Monday, April 11, 2005

On Saturday, my friend M. insisted that I watch Troop Beverly Hills, a mostly-forgotten Shelly Long vehicle from the late '80s that is most notable for featuring future Rilo Kiley front-person Jenny Lewis. My friend and I share a thing for cheesy teeny-bopper culture, and she thinks Troop Beverly Hills is a masterpiece of '80s kitsch. It's a totally silly movie, and it doesn't deserve serious scrutiny, but it made me think about something. It's actually typical of a whole genre that denegrates female ambition.
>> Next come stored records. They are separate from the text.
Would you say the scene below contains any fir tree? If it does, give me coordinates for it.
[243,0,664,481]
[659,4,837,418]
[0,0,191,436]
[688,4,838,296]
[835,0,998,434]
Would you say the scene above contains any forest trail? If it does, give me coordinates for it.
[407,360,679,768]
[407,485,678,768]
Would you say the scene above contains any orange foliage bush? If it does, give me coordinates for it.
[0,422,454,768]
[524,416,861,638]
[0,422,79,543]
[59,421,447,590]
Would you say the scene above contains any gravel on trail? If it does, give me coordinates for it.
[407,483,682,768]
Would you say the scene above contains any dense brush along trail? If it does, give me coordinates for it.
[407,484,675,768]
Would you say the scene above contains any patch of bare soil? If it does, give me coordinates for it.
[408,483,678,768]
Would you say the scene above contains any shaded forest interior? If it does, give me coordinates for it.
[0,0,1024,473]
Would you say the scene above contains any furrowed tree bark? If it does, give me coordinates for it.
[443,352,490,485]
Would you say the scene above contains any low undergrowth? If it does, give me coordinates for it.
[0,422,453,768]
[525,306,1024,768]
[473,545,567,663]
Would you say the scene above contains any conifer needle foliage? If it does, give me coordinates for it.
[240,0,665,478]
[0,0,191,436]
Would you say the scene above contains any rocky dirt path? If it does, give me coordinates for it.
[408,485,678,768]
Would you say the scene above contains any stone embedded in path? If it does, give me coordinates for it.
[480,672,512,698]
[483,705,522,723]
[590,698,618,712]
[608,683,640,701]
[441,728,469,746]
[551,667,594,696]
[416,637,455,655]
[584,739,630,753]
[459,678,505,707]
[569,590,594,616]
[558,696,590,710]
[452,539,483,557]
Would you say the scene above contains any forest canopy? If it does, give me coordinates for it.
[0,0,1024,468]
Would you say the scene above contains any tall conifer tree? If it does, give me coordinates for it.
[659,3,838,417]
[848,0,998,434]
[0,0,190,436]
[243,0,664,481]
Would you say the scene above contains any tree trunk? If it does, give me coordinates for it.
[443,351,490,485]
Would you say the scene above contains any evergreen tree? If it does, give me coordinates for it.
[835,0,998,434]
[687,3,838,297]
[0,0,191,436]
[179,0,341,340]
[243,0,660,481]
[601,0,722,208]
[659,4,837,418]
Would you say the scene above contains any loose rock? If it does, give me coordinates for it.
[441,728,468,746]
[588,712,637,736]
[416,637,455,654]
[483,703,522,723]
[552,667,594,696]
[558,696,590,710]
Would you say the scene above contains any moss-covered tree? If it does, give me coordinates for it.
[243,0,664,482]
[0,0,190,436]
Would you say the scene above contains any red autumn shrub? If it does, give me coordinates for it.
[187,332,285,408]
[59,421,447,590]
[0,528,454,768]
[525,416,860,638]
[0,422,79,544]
Troop Beverly Hills is an underdog story about the rivalry between two girl scout troops. (They're called "Wilderness Girls," but we all know what they are.) One is made up of spoiled rich girls from Beverly Hills. Instead of doing actual Wildnerness Girl activities, they shop, get their nails done, shop some more, and then they have Shelly Long's tailor create their own badges to celebrate these "skills." Instead of selling cookies, they get their parents' rich friends to have a benefit, hosted by Robin Leach. When it rains on their camping trip, they decide that sleeping in a tent is no fun, so they check into a four-star hotel, where they "camp" by ordering room service and play poker with the sexy bellhop. The other troop works really hard and has mastered genuine wilderness survival skills. At the end of the movie, these skills are tested in an orienteering competition at the annual Wilderness Girl jamboree.

Needless to say, the Beverly Hills girls are the underdogs and the hard-working, ugly, non-rich girls are the evil villains . They're led by the real baddie of the movie, a former army nurse who is so butch that people around her constantly refer to her as "sir." Now, this could partly be read as a celebration of being a decent person: the non-Beverly Hills girls are mean, and they cheat. We're given ample reason not to like them. But it's also a movie about the triumph of innate specialness over ambition and hard work. The bad troop's effort is part of what makes them so nasty, unfeminine, and doomed to humiliation. The good, Beverly Hills girls triumph because they do what is supposed to come naturally to the pretty and privileged: they shop, plan parties, and order room service. When they do what comes naturally, their innate sparkle and charm wins people over, and it ensures that they win.

This innate sparkle thing is something of a trope in ditzy literature aimed at women and girls. Take Kavita Daswani's Desi-themed chick lit book The Village Bride of Beverly Hills. In it, Priya, a young Indian woman who has just entered into an arranged marriage with a guy who lives in Los Angeles, struggles to deal with culture shock, difficult in-laws, and the tension between her desire for independence and her commitment to being a good wife. In an attempt to deal with all of this angst, she takes a job as a receptionist at an entertainment magazine. There, she quickly rises to become a reporter. Priya, it is made clear, knows nothing about journalism or about the American entertainment scene, and she doesn't even particularly want career success. But she's innately special. She's a good listener. Her guilelessness and simplicity make celebrities open up to her. She snatches the job away from a friend who is ambitious, competent, qualified, but just doesn't have that innate sparkle.

Now, I realize there's something really appealing about the fantasy of the triumph of innate specialness. It's a large part, I think, of the pleasure of the first Harry Potter book. I'm sure that a lot of picked-on, nerdy little kids enjoyed imaging that they had special powers and were destined to save the world. But the Harry Potter books also focus on the painstaking process by which Harry is educated to take on his destiny. His specialness may be innate, but it still has to be honed. What's unique about the way specialness is conveyed to women and girls, I think, is that it's contrasted with, not complimented by ambition and hard work. If you're a woman, your specialness is compromised if you try to succeed. You're much better off walking around in a cloud of fairy dust, confident that others will recognize your gifts and reward you.

And that's bullshit. I know someone who has succeeded as a reporter by projecting a Priya-like guilelessness and innocence, but it's a carefully-honed act. She knows exactly what she's doing, and she's worked hard to hone her reporting and writing craft. In real life, the girls who have worked hard to learn actual wilderness skills will win the Wilderness Girls competition. In real life, if the unambitious Beverly Hills girls get ahead in the world, it will be because of their parents' money and connections, not because of their innate specialness. (Tori Spelling, who has a small part in the movie, is exhibit A.) But most of us do not fall into that category, and it seems a shame that, even as the general culture is becoming more accomodating of female ambition, there's a whole genre of pop culture that still teaches girls that success will come their way if they don't put any effort into achieving it.